Security protections should extend to a prohibition on inappropriate re-identification of samples and inappropriate uses of genetic information, she adds.

"And I think it's really important to have laws that prohibit the surreptitious kind of sampling and analysis that is allowed in most states, or isn't prohibited," Suter adds.

From a legal perspective there are two other things research institutions can do to improve their handling of privacy issues:

  • First: "To acknowledge the needs for research while giving people some control over their samples and their information but not full control," Suter says. "We might think about having a kind of general consent for research with some options to opt out of future research and particular categories of research."
  • Second: "And then I also think it's really important to ensure that people have full understanding of the limitations of privacy protections in this area; that while there are efforts to maintain security of the data that it's not entirely failsafe," she adds. "One of the greatest risks of participating in this research is the fact that there are privacy risks and people should be aware of that."
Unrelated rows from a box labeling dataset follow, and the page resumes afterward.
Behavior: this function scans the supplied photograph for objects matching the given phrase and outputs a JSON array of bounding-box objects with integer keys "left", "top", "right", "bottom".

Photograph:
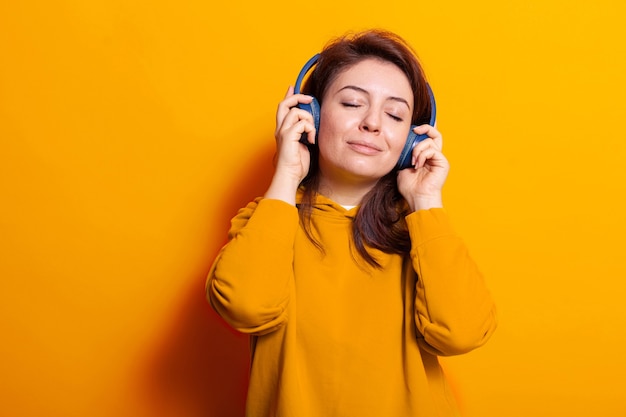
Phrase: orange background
[{"left": 0, "top": 0, "right": 626, "bottom": 417}]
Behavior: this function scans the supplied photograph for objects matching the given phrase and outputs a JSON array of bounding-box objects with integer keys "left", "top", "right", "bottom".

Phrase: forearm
[
  {"left": 206, "top": 200, "right": 298, "bottom": 333},
  {"left": 407, "top": 209, "right": 496, "bottom": 355}
]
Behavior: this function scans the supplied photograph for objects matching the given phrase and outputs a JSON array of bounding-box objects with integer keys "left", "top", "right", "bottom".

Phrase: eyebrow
[{"left": 337, "top": 85, "right": 411, "bottom": 110}]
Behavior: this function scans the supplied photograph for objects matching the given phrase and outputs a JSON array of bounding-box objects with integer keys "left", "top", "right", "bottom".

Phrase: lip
[{"left": 347, "top": 140, "right": 382, "bottom": 155}]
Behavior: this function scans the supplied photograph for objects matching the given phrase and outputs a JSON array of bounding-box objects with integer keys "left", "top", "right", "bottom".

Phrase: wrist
[{"left": 264, "top": 171, "right": 300, "bottom": 206}]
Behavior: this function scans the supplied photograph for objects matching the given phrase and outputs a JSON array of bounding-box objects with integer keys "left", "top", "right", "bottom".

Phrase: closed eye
[{"left": 387, "top": 113, "right": 403, "bottom": 122}]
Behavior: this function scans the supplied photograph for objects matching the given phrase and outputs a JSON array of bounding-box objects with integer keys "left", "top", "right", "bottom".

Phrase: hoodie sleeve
[
  {"left": 206, "top": 198, "right": 299, "bottom": 334},
  {"left": 407, "top": 209, "right": 496, "bottom": 356}
]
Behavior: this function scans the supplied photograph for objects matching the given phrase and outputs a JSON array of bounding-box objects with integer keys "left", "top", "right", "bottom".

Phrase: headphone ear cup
[
  {"left": 396, "top": 125, "right": 428, "bottom": 170},
  {"left": 298, "top": 97, "right": 320, "bottom": 145}
]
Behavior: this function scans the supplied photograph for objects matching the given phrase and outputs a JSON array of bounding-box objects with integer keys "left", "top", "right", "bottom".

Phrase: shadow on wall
[{"left": 143, "top": 144, "right": 274, "bottom": 417}]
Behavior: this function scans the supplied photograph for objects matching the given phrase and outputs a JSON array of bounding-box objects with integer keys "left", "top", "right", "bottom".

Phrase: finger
[
  {"left": 413, "top": 125, "right": 443, "bottom": 150},
  {"left": 276, "top": 92, "right": 313, "bottom": 129},
  {"left": 276, "top": 112, "right": 315, "bottom": 143}
]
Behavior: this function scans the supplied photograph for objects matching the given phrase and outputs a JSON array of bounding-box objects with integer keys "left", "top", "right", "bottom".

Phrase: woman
[{"left": 207, "top": 31, "right": 496, "bottom": 417}]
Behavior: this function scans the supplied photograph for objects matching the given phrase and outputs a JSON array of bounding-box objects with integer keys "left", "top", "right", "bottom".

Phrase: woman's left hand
[{"left": 398, "top": 125, "right": 450, "bottom": 211}]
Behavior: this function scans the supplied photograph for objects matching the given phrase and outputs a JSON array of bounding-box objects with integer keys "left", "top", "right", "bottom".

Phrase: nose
[{"left": 360, "top": 109, "right": 381, "bottom": 133}]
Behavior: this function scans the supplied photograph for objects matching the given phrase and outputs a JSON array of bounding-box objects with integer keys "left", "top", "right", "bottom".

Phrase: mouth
[{"left": 347, "top": 140, "right": 382, "bottom": 155}]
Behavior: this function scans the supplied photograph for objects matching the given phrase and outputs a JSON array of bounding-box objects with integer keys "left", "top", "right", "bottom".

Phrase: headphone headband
[{"left": 293, "top": 54, "right": 437, "bottom": 126}]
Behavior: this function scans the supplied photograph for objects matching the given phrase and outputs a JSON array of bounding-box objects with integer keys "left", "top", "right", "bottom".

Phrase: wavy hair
[{"left": 298, "top": 29, "right": 431, "bottom": 268}]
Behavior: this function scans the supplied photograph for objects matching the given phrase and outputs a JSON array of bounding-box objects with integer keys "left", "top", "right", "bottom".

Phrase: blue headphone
[{"left": 294, "top": 54, "right": 437, "bottom": 169}]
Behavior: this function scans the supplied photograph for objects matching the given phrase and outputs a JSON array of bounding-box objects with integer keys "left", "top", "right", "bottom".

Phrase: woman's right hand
[{"left": 265, "top": 87, "right": 315, "bottom": 205}]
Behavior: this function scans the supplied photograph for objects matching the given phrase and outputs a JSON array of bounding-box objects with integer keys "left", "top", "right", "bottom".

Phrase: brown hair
[{"left": 298, "top": 30, "right": 431, "bottom": 267}]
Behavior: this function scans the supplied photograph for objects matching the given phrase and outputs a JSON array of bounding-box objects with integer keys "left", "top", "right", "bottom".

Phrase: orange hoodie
[{"left": 206, "top": 196, "right": 496, "bottom": 417}]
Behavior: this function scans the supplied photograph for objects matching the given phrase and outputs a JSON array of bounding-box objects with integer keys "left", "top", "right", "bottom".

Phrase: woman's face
[{"left": 318, "top": 58, "right": 413, "bottom": 186}]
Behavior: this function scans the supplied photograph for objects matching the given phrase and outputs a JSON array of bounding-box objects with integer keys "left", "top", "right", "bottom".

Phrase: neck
[{"left": 319, "top": 177, "right": 377, "bottom": 206}]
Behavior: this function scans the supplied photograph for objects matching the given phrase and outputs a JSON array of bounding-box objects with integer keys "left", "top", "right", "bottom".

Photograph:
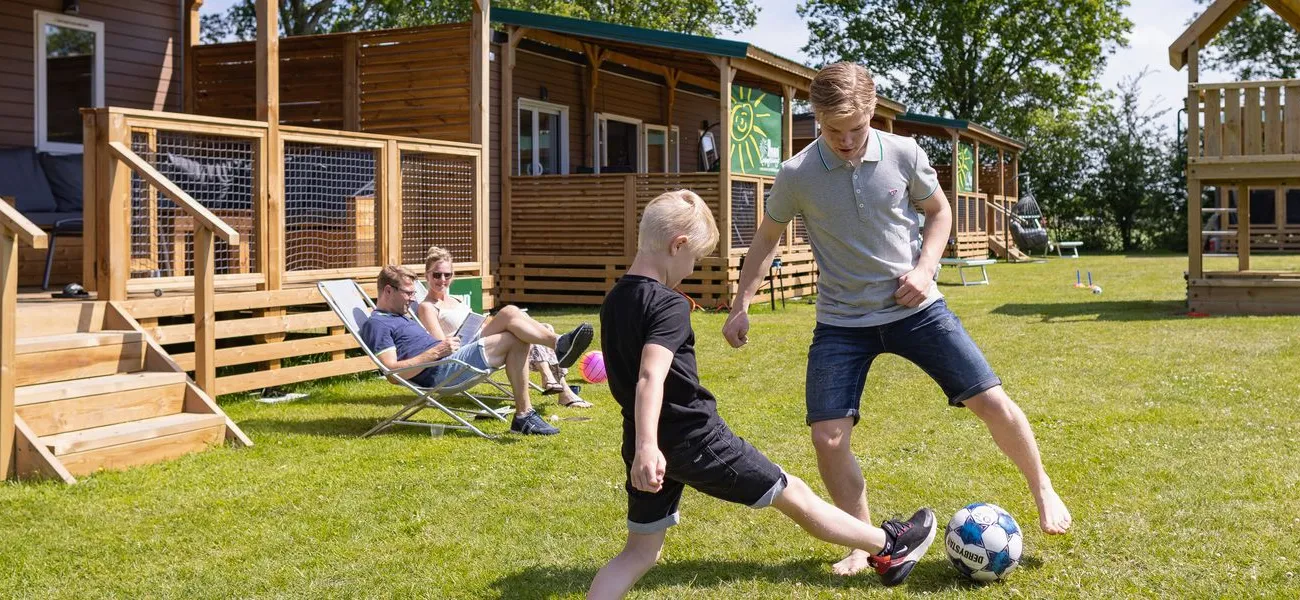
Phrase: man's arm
[
  {"left": 894, "top": 187, "right": 953, "bottom": 308},
  {"left": 631, "top": 344, "right": 672, "bottom": 494},
  {"left": 723, "top": 214, "right": 785, "bottom": 348}
]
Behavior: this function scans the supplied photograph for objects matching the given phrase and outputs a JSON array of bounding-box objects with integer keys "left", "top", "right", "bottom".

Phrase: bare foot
[
  {"left": 1034, "top": 488, "right": 1071, "bottom": 535},
  {"left": 831, "top": 549, "right": 871, "bottom": 577}
]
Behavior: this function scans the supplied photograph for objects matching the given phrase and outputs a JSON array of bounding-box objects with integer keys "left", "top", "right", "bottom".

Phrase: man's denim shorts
[
  {"left": 805, "top": 300, "right": 1002, "bottom": 425},
  {"left": 411, "top": 339, "right": 493, "bottom": 387}
]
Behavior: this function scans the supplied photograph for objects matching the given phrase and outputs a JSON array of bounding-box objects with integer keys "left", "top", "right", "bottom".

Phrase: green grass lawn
[{"left": 0, "top": 256, "right": 1300, "bottom": 600}]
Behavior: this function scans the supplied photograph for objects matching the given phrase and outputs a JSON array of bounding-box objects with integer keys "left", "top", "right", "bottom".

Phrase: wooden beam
[
  {"left": 181, "top": 0, "right": 203, "bottom": 114},
  {"left": 108, "top": 142, "right": 239, "bottom": 245}
]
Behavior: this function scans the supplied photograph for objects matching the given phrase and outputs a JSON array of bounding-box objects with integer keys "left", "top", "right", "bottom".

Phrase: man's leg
[
  {"left": 586, "top": 530, "right": 667, "bottom": 600},
  {"left": 813, "top": 417, "right": 871, "bottom": 575},
  {"left": 965, "top": 386, "right": 1071, "bottom": 534}
]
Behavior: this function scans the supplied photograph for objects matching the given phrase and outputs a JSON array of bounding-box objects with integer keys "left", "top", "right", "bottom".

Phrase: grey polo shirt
[{"left": 766, "top": 129, "right": 943, "bottom": 327}]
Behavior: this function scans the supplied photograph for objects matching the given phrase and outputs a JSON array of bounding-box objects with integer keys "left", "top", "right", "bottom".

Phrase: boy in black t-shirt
[{"left": 588, "top": 190, "right": 935, "bottom": 599}]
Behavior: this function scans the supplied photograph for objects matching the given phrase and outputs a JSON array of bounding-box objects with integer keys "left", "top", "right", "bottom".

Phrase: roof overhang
[{"left": 1169, "top": 0, "right": 1300, "bottom": 70}]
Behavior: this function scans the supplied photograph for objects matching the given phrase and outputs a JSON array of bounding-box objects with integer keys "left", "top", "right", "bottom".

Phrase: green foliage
[
  {"left": 202, "top": 0, "right": 758, "bottom": 43},
  {"left": 1196, "top": 0, "right": 1300, "bottom": 81},
  {"left": 798, "top": 0, "right": 1132, "bottom": 136},
  {"left": 0, "top": 255, "right": 1300, "bottom": 600}
]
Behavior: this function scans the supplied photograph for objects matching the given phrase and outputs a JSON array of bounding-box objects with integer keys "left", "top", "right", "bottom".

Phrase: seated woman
[{"left": 416, "top": 247, "right": 593, "bottom": 408}]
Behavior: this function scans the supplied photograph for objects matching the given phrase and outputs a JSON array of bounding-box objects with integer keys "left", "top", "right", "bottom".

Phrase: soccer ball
[{"left": 944, "top": 503, "right": 1024, "bottom": 582}]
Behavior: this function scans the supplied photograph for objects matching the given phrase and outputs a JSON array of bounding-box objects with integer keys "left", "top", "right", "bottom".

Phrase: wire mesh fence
[
  {"left": 285, "top": 143, "right": 380, "bottom": 271},
  {"left": 402, "top": 151, "right": 486, "bottom": 265},
  {"left": 130, "top": 130, "right": 259, "bottom": 278}
]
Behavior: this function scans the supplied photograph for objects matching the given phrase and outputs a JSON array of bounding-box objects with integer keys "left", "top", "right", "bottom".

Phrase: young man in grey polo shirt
[{"left": 723, "top": 62, "right": 1070, "bottom": 575}]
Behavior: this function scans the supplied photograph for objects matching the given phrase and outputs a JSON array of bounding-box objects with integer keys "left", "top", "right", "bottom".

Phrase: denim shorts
[
  {"left": 623, "top": 423, "right": 787, "bottom": 534},
  {"left": 805, "top": 300, "right": 1002, "bottom": 425},
  {"left": 411, "top": 339, "right": 493, "bottom": 387}
]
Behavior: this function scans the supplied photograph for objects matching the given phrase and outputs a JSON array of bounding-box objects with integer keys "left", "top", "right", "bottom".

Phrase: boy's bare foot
[
  {"left": 831, "top": 549, "right": 871, "bottom": 577},
  {"left": 1034, "top": 488, "right": 1071, "bottom": 535}
]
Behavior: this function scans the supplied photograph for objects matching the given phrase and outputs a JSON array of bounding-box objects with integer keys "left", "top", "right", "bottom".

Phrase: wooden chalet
[
  {"left": 0, "top": 0, "right": 490, "bottom": 482},
  {"left": 893, "top": 113, "right": 1028, "bottom": 261},
  {"left": 1169, "top": 0, "right": 1300, "bottom": 314}
]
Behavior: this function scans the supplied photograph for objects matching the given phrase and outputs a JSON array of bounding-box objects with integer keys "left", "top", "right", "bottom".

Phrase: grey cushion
[
  {"left": 40, "top": 152, "right": 83, "bottom": 213},
  {"left": 0, "top": 148, "right": 59, "bottom": 214},
  {"left": 22, "top": 210, "right": 82, "bottom": 229}
]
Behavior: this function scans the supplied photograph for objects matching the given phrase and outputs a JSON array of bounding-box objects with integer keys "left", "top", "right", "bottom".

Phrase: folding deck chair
[{"left": 316, "top": 279, "right": 515, "bottom": 439}]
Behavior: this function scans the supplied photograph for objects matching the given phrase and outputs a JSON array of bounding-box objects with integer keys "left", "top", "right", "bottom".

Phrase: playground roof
[
  {"left": 894, "top": 113, "right": 1024, "bottom": 151},
  {"left": 1169, "top": 0, "right": 1300, "bottom": 69}
]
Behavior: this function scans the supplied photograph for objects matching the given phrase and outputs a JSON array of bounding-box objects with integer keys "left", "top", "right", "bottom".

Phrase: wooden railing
[
  {"left": 83, "top": 108, "right": 489, "bottom": 300},
  {"left": 0, "top": 200, "right": 48, "bottom": 481},
  {"left": 1187, "top": 79, "right": 1300, "bottom": 162}
]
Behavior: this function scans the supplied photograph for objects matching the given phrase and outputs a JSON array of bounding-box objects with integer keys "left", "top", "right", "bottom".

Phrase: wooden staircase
[{"left": 13, "top": 301, "right": 252, "bottom": 483}]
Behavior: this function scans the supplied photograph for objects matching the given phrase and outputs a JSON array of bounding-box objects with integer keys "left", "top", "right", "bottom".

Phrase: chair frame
[{"left": 316, "top": 279, "right": 515, "bottom": 439}]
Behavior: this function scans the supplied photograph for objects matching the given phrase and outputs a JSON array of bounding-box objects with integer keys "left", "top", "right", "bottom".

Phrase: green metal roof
[{"left": 490, "top": 6, "right": 749, "bottom": 58}]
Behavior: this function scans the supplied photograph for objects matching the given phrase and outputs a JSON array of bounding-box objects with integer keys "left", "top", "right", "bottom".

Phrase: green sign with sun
[{"left": 728, "top": 86, "right": 783, "bottom": 175}]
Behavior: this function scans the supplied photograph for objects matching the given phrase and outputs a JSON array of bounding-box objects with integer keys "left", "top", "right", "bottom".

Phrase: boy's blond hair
[
  {"left": 374, "top": 265, "right": 416, "bottom": 294},
  {"left": 424, "top": 245, "right": 455, "bottom": 273},
  {"left": 637, "top": 190, "right": 718, "bottom": 257},
  {"left": 809, "top": 62, "right": 876, "bottom": 121}
]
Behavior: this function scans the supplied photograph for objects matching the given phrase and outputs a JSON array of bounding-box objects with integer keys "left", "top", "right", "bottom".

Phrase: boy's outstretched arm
[
  {"left": 723, "top": 214, "right": 785, "bottom": 348},
  {"left": 629, "top": 344, "right": 672, "bottom": 494}
]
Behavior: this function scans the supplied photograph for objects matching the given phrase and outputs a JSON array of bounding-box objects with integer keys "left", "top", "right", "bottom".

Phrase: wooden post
[
  {"left": 496, "top": 27, "right": 524, "bottom": 256},
  {"left": 712, "top": 57, "right": 736, "bottom": 259},
  {"left": 467, "top": 0, "right": 491, "bottom": 270},
  {"left": 181, "top": 0, "right": 203, "bottom": 114},
  {"left": 1187, "top": 42, "right": 1201, "bottom": 279},
  {"left": 343, "top": 34, "right": 361, "bottom": 131},
  {"left": 1236, "top": 183, "right": 1251, "bottom": 271},
  {"left": 0, "top": 232, "right": 18, "bottom": 482},
  {"left": 194, "top": 223, "right": 217, "bottom": 397}
]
Whole genome sequencing provides some unique health care and research opportunities, and it generates a lot of interest in the general public, Lee notes.

There are strong communities of people with genetic conditions who are extremely interested in sharing their data and having researchers use their data to learn about their condition, Lee says.

"We have groups of people who pull together on the Internet and want to use their data and have researchers use it to advance science around their condition," Lee says. "When we talk about creating a place where we can promote data access and sharing, we want policies in place where data can be shared safely, and those policies also protect people who don't want their data shared."

The key to a whole genome sequence research policy is that it recognizes the balance needed between the use of this technology, the benefits to society of this research, and the need for safety among individuals who contribute their genetic data to the research, Lee says.

"We want to create a safe base where people can put their data, and we can make progress," she explains. "But unless we create that safe place, solid barriers of security, people won't want to participate."